Пение псалмов за ветхозаветным богослужением отличалось той простотой, какая свойственна была всей древности; оно было, конечно, унисонным (как наше древнерусское и нынешнее старообрядческое), на что находят указание и в Библии («и были как один трубящие и поющие, издавая один голос»,
2 Пар. 5:13). Таким образом, еврейская музыка, рассчитанная не на разнообразие, а на силу звука, имела характер гремящий и пронзающий. Талмуд говорит, что когда играли в храме, было слышно до Самарии. Климент Александрийский сопоставляет еврейскую музыку с греческой, именно, с дорическим напевом, который лег в основу нашего 1-го гласа. Во всяком случае, пение было диатоническим, но не энгармоническим или хроматическим. Высокие голоса, может быть, назывались halomoth, «по-девичьи» (soprano), как надписываются некоторые псалмы (слав.
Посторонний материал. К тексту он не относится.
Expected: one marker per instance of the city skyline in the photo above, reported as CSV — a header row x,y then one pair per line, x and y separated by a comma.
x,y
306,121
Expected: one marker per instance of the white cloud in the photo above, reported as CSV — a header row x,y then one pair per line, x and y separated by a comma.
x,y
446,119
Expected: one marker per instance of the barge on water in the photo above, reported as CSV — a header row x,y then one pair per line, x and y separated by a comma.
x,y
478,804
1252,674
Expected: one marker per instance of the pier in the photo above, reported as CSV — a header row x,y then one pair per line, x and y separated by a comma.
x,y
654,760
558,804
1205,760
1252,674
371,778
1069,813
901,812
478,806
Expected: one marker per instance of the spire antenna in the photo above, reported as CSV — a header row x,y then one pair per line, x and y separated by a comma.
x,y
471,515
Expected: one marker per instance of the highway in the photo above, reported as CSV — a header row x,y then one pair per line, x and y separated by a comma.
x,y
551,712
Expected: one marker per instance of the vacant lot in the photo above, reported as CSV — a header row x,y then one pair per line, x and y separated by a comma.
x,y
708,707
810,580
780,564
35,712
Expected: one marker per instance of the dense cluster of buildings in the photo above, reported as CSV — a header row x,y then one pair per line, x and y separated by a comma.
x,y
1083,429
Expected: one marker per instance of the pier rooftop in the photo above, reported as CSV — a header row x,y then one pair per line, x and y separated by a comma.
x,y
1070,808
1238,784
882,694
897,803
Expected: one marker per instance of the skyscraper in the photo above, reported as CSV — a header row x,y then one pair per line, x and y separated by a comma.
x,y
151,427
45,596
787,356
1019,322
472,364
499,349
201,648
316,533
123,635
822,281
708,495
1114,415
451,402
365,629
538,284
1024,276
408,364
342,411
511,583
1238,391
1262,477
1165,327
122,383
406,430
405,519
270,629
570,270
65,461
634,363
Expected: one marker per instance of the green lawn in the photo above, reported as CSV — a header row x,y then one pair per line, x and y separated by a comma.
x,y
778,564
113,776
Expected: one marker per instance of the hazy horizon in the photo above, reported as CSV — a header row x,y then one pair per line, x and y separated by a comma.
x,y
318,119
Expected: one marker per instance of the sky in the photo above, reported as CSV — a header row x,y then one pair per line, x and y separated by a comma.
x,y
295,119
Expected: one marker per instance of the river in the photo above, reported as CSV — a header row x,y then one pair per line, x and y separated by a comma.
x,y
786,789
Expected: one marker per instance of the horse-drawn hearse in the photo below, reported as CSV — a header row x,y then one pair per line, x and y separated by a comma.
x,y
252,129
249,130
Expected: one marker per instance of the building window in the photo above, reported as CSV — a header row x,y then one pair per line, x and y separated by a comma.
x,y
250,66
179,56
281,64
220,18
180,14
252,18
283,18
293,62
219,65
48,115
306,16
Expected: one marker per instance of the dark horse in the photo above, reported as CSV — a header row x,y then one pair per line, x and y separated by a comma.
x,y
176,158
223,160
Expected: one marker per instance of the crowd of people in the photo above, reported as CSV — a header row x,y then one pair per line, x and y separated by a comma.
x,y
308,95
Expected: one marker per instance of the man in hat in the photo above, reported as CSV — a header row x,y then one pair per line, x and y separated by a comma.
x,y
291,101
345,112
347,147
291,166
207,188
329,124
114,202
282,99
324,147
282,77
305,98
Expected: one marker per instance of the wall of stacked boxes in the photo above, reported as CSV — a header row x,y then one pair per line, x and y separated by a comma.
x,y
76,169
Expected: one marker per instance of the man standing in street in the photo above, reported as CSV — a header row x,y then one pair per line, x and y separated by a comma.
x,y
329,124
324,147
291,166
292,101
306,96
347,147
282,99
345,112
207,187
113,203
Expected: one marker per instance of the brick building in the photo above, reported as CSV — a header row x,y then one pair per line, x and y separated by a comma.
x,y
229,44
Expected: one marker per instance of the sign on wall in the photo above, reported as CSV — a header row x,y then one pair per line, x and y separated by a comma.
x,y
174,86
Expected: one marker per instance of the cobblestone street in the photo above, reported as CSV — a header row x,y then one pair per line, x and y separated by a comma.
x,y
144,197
«о тайных»), низкие — «по восьмой» (октавой, слав. «о осмей»); первые тоны выражали радость, а вторые печаль: большей частью псалмы с первым надписанием радостного характера (например,
Пс. 45:1), а вторые — скорбного (например, 6-й «
Господи да не яростию» (
Пс. 6:1) и 12-й «
Доколе, Господи» (
Пс. 12:1)). Псалмы восхождения 11, должно быть, соединяли в себе все тоны, начиная от самого низкого и оканчивая громким forte.